Image Credit: Greg Swales
Even with the B Corp, from 2021 to 2022, Good American’s sales increased by 30%. Today the brand offers sizes up to 32 Plus and has wholesale partnerships with Saks Fifth Avenue, Revolve, Bloomingdale’s, and Net-a-Porter. Last year it pulled off a collaboration with the multinational fast-fashion chain Zara — a milestone for both. As for Pete Nordstrom, he says pioneering with Good American has not only been a win, but has also influenced the department store chain. “The positive customer response to Good American has inspired us to expand our approach to size inclusivity,” he says.
But Good American’s success — and a broader body positivity movement — has also created competition. Nordstrom’s team has asked more of their brand partners to produce extended sizes, for example. And in the past seven years, the U.S. plus-size fashion market has grown from around $23.7 billion to an expected $30 billion in 2023, according to a recent analysis by Future Market Insights (FMI). Small size-inclusive brands like Big Bud Press, Henning, and Universal Standard are grabbing attention, while large companies from H&M to Nike have extended their lines to include clothes for larger bodies. “One of the fastest-growing markets in the apparel business is plus-size fashion,” says Sneha Varghese, lead analyst for consumer goods at FMI. “And there is still a lot of space for expansion.”
The fact that Good American sells casual clothes at a midrange price point puts it in the sweet spot, according to FMI’s analysis.

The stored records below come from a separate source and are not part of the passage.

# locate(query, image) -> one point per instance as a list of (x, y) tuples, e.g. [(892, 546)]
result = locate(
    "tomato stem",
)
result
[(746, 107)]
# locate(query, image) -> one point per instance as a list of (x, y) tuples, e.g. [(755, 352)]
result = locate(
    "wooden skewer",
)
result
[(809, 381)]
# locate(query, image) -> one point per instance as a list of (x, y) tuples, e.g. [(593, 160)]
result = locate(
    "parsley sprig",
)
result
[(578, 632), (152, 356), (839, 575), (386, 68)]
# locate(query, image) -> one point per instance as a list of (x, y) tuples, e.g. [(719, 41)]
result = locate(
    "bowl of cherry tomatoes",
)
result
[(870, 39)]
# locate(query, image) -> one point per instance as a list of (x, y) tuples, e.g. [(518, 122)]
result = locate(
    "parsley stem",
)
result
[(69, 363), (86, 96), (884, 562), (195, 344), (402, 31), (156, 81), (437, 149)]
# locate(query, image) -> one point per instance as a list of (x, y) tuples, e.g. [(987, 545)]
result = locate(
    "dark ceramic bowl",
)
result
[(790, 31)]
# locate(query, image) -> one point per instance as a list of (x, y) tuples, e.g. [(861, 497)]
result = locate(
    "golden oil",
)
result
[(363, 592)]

It’s also got history on its side. “I believe any brand that is size-inclusive from the start has a huge advantage over straight-size brands — the grand majority of which have flat-out ignored extended sizes for years,” says Melissa Moylan, vice president of womenswear at Fashion Snoops, a global trend forecasting agency. “It’s not easy to simply extend straight-size patterns, and getting the fit wrong for a plus-size customer may mean they’re not coming back anytime soon.” She points to Bodequality, the inclusive effort that Old Navy rolled out with fanfare but ended up pulling back from stores last year. “That’s exactly when a brand like Good American holds its value; with not only a message of inclusivity and representation, but a proven track record.”

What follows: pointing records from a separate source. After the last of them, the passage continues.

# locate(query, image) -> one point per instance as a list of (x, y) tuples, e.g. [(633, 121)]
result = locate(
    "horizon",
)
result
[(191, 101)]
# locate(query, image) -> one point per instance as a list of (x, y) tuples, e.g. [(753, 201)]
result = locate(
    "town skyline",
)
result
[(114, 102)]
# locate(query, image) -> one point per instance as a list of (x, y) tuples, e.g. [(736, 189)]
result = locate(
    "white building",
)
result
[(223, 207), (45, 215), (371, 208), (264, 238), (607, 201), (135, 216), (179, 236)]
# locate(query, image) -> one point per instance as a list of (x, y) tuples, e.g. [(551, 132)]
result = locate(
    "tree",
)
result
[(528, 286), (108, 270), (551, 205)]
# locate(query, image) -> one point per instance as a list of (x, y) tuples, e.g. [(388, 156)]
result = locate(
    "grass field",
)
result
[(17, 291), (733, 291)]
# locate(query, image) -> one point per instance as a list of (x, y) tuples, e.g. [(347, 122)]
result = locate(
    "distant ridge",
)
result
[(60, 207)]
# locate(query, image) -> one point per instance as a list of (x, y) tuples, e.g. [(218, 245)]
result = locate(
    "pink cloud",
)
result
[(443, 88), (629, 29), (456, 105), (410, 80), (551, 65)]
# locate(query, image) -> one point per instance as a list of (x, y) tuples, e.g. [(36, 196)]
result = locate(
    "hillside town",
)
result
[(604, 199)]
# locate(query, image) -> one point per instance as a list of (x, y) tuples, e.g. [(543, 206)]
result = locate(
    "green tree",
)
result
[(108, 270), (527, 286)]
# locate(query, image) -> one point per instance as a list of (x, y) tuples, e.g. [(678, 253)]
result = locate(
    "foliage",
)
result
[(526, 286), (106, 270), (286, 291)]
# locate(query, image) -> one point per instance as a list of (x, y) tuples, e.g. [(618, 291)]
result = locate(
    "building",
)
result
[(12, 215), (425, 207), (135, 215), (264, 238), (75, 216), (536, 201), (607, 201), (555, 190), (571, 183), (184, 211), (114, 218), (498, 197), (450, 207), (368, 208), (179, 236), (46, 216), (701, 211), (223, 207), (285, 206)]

Grede and Kardashian say they are excited by the competition. But rather than racing ahead in their stilettos (which, take it from a witness, they can) to scoop up new clothing categories, the cofounders are standing by their playbook — listening to where their customers are now, and perfecting the products they already have. It’s a good strategy, according to Moylan: “No brand is good at everything.” So it’s wise to double down on what makes yours special.
As this magazine went to press, Kardashian and Grede were getting ready to open up a new channel for connecting with their customers — face to face. It will be Good American’s flagship store in Century City, California. “We’ve thought about this idea of inclusivity very much in a product-focused way,” says Grede, “and now we’re figuring out: What should the new shopping experience for our customers be? How do we make them feel good as soon as they come in?”
They have their questions. Now, as always, they’re waiting for their customers’ answers.